I also came here by myself, with my family thousands of miles away, so does that impact what I need/want from a partner? Do I need more stability, a ready made family given that I don’t have my own here. I don’t know, I don’t know if I would still be looking for those things if I did have my family closeby.

I’m also now 30 plus… so you’re looking for different things than you were in your twenties. It’s not all “oh I’ll just see how it goes”. I don’t have time for that. Your patience and your tolerance are a lot lower in your thirties I’ve found.

Based on the above I know it sounds like I lack self confidence, I don’t trust a single soul, I’m in a weird new place and I’m old… this isn’t all strictly true.

I spent a lot of time, and money, working on the self confidence and the trust issues, not least learning to trust myself and my gut again, so they’ve definitely had some repair work. My new location has given me an incredible new lease of life in the best possible way and the extra years of experience (we don’t use the word baggage) are invaluable.

Technically I could/should be in a much better place now than ever before to get into a relationship. And I don’t actually argue with that.
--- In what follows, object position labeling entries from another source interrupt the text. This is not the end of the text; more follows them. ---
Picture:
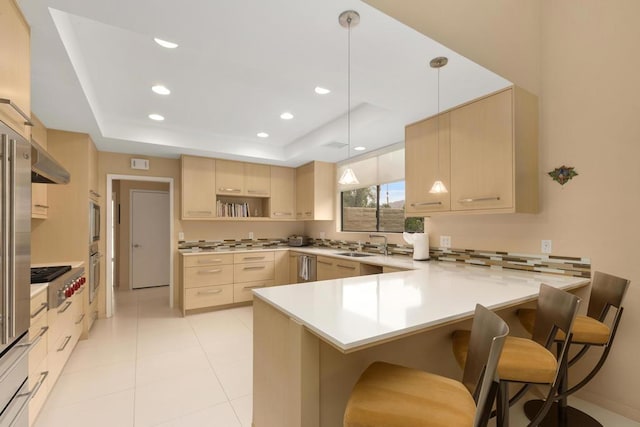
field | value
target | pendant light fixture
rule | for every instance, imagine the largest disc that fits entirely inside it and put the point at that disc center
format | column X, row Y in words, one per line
column 348, row 19
column 438, row 186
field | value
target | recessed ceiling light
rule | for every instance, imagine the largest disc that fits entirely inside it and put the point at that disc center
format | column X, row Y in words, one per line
column 160, row 90
column 167, row 44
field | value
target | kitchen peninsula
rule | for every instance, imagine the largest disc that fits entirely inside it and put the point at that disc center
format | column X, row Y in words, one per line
column 312, row 341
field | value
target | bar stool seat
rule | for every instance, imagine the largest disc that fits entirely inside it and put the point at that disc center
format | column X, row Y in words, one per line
column 522, row 360
column 392, row 395
column 388, row 395
column 586, row 330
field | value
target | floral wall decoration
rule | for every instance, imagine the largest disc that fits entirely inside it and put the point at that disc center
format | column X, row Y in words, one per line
column 563, row 174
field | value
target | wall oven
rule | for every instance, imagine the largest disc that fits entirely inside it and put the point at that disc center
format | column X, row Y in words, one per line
column 94, row 271
column 94, row 222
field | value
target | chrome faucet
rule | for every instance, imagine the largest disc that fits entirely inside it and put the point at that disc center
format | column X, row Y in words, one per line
column 385, row 247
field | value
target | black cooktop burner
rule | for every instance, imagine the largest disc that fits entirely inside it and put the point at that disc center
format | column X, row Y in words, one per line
column 48, row 274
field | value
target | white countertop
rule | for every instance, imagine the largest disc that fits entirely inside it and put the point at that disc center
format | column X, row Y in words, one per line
column 360, row 311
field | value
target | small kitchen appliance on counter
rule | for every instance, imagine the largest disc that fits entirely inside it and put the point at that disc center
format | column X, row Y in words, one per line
column 299, row 241
column 420, row 242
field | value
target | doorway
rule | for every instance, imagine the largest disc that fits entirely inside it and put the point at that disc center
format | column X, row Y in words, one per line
column 117, row 272
column 149, row 239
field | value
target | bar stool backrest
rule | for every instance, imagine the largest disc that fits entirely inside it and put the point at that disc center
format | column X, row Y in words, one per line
column 556, row 309
column 488, row 333
column 606, row 291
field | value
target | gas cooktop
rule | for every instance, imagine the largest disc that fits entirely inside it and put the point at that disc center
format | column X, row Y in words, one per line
column 48, row 274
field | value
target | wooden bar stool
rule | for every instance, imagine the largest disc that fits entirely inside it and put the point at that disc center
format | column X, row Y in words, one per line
column 530, row 361
column 588, row 331
column 389, row 395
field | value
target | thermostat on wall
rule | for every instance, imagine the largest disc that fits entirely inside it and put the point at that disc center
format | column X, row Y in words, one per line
column 140, row 164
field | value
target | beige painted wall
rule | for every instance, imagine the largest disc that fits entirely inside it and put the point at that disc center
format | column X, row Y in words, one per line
column 123, row 243
column 581, row 58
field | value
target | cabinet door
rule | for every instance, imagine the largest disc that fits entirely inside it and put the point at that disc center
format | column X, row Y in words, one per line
column 229, row 177
column 304, row 192
column 425, row 163
column 325, row 268
column 482, row 154
column 283, row 189
column 15, row 71
column 257, row 180
column 198, row 188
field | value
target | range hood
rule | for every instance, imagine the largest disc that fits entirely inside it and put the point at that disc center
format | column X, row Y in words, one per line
column 45, row 169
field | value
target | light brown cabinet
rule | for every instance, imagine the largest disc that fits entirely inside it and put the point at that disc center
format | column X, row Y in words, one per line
column 198, row 187
column 493, row 156
column 283, row 191
column 315, row 191
column 39, row 195
column 15, row 72
column 427, row 158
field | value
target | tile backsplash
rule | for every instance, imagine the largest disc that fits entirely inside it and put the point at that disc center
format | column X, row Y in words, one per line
column 565, row 265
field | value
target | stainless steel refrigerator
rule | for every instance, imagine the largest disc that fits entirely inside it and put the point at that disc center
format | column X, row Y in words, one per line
column 15, row 286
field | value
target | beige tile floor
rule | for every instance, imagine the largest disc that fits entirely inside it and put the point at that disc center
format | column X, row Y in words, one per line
column 149, row 366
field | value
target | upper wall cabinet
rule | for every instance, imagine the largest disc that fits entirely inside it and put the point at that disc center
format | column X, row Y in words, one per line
column 198, row 187
column 492, row 150
column 242, row 179
column 15, row 68
column 39, row 195
column 315, row 191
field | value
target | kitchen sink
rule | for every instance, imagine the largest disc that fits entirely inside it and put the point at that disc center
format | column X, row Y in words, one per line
column 354, row 254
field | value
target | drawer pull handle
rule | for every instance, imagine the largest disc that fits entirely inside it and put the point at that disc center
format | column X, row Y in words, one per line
column 42, row 307
column 209, row 261
column 215, row 270
column 66, row 341
column 66, row 307
column 478, row 199
column 27, row 119
column 425, row 204
column 216, row 291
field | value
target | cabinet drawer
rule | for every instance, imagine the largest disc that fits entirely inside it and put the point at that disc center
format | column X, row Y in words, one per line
column 209, row 259
column 243, row 291
column 254, row 271
column 206, row 276
column 208, row 296
column 253, row 257
column 38, row 306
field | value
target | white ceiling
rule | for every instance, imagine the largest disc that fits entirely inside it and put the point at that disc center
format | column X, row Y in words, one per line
column 240, row 64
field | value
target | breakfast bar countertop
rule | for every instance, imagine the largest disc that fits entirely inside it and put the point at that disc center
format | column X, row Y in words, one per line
column 357, row 312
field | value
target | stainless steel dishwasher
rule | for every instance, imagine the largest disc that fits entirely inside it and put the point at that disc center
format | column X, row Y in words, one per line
column 306, row 268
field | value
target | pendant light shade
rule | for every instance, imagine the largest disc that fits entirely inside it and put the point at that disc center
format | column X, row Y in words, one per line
column 348, row 19
column 438, row 186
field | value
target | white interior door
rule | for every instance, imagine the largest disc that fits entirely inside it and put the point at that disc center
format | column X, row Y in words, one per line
column 150, row 245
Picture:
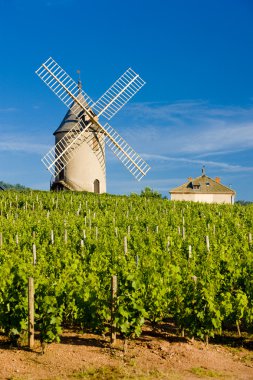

But I do have an additional level of unknown. having changed so much in the last few years, Friends and family who have seen me through it all, have commented on how different I am. Thankfully, always in a good way, that I’m so much happier. But that change means I don’t know who I am in a relationship. I don’t know what to expect of myself.

So I’m trying to figure it out as I go and situations like Canadian DJ and Flilipeen, while painful and difficult at the time, are all part of that and I’m thankful for the lessons they provided.

(Sorry for the lack of jokes in this post, dating after divorce ain’t all funny stories and sex-ploits.)